As per documentation, Apache DataFusion Comet is a high-performance accelerator for Apache Spark, built on top of the powerful Apache DataFusion query engine.

Developed initially within Apple a few months ago (in 2024), it was submitted to become an Apache Software Foundation (ASF) project under the Apache Arrow umbrella.

Comet is implemented as a Rust plugin for the Apache DataFusion query engine, which is also being developed in Rust. The primary motivation for Comet's development is to delegate certain components, such as operators, of Spark’s physical plan to their DataFusion counterparts. Although still in development, Comet supports various expressions and operators, including Filter, Project, Aggregation, Join, and Exchange. Additionally, special focus is given to efficiently reading and writing Parquet files using a native implementation.

Since Comet aims for feature parity, meaning that the behavior of Spark jobs should remain consistent whether Comet is enabled or not, it automatically and transparently falls back to the Spark implementation if an unsupported or unimplemented feature is requested, either directly or indirectly.
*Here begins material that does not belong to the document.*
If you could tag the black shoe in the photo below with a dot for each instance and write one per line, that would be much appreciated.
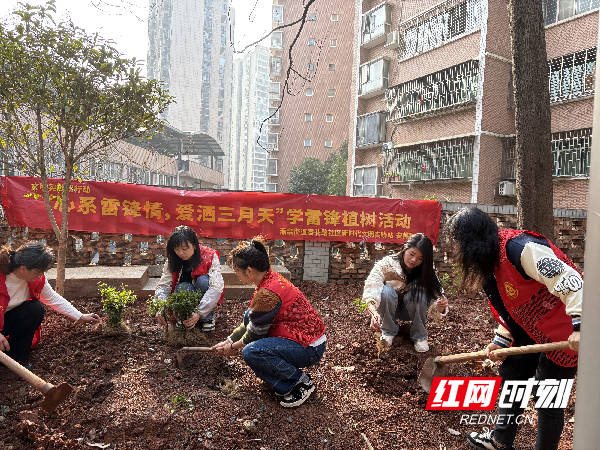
(299, 394)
This fallback occurs without interrupting the execution of the job. This is depicted in the image below.

Image from https://datafusion.apache.org/comet/user-guide/overview.html#comet-overview.

Regarding speed comparisons, there are already a few benchmarks reporting 30% to 60% faster execution.

Getting Started

We will closely the official instructions for Scala; but for PySpark. Firstly, we just need to fetch the proper jar corresponding to our Spark/Scala/JVM version. Afterwards, we need to inform Spark about the jar, inject it into the appropriate paths, and just enable the plugin as follows. More Comet-specific settings can be found at https://datafusion.apache.org/comet/user-guide/tuning.html.

# Prepare Spark session
COMET_JAR = "jars/comet-spark-spark3.3_2.12-0.3.0.jar"

spark = (
    SparkSession
    .builder
    .config("jars", COMET_JAR)
    .config("spark.driver.extraClassPath", COMET_JAR)
    .config("spark.executor.extraClassPath", COMET_JAR)
    .config("spark.plugins", "org.apache.spark.CometPlugin")
    .config("spark.shuffle.manager", "org.apache.spark.sql.comet.execution.shuffle.CometShuffleManager")
    .config("spark.comet.explainFallback.enabled", "true")
    .config("spark.memory.offHeap.enabled", "true")
    .config("spark.memory.offHeap.size", "16g")
    .getOrCreate()
)

Next, let’s load some data, stored in Parquet format.

df = spark.read.parquet(DATALAKE_RAW)

And create a temporary view just for convenience.

df.createOrReplaceTempView("taxi_trips")

Because of the setting spark.comet.explainFallback.enabled=true in the spark session, the following warning message will be logged, notifying us that Comet does not support creating views. But no worries, it will fall back to the Spark implementation and continue normally.